"O, zobacz, ten, taki mały, jak stare dziecko, karzeł albo mu nogi ucięło czy co" – jak za publiczne pieniądze kpi się z ofiar 10/04

Czytaj więcej Subskrybuj 50% taniej
Sprawdź
Ostatnie trumny z ciałami ofiar katastrofy, które przyleciały do Warszawy oraz Lech Raczak. Fot. YouTube
Ostatnie trumny z ciałami ofiar katastrofy, które przyleciały do Warszawy oraz Lech Raczak. Fot. YouTube

„Trwający półtorej godziny zbiór kłamstw, ohydnego szyderstwa z ofiar, prostackiego wykorzystywania emocji związanych z katastrofą smoleńską. Żenujące przedstawienie z udziałem klakierów” – tak „Gazeta Polska Codziennie” opisuje spektakl „Spisek smoleński” w reżyserii Lecha Raczaka, którego premiera odbyła się w środę w Poznaniu.

Władze miasta przekazały na tę sztukę kilkaset tysięcy złotych.

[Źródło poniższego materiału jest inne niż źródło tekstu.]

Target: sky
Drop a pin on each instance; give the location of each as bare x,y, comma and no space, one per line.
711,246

Prolog – scena z Lechem Wałęsą i kpiny, że werbunek TW „Bolka” przez SB był praprzyczyną katastrofy. Później „rekonstrukcja” wydarzeń z 7 i 10 kwietnia 2010 r. Wśród bohaterów Donald Tusk, Władimir Putin, Jarosław Kaczyński. Kolejne sceny z ich udziałem (i nie tylko) przerywano odtwarzaniem głosów z kabiny tupolewa i komend wydawanych przez pilotów (oczywiście nieoryginalne nagranie).

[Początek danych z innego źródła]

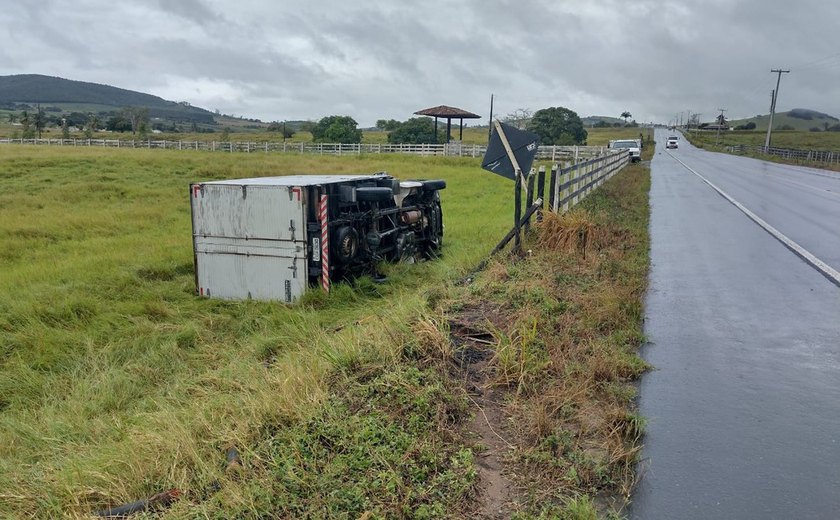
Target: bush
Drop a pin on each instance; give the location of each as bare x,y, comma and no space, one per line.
337,129
558,125
417,130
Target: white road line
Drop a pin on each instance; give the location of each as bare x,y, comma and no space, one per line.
824,269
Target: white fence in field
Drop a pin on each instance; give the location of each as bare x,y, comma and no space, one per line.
553,153
826,156
574,182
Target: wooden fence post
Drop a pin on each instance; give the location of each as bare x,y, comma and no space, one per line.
541,191
566,180
529,197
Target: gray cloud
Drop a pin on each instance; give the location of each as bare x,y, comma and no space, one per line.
378,59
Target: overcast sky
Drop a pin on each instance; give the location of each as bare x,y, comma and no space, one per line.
276,60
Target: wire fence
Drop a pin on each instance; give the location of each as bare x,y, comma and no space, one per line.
575,182
822,156
553,153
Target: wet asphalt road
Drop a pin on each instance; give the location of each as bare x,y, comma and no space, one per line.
743,408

W szyderczym kontekście pojawia się Lech Kaczyński, matka prezydenta a najwięcej jadu wycelowane jest w Antoniego Macierewicza. Kpi się z osób oddających hołd zmarłym – „z tulipanów, zniczy gaszonych przez straż miejską, krzyża na Krakowskim Przedmieściu, Wawelu”.

Reporter GPC opisuje wielość scen obrażających ofiary. I cytuje. Piosenkę:

Giniemy, giniemy za Polskę, giniemy z okrzykiem „kurwa mać”.

I kwestię ze sceny odnajdywania ciał ofiar:

O, zobacz, ten, taki mały, jak stare dziecko, karzeł albo mu nogi ucięło czy co.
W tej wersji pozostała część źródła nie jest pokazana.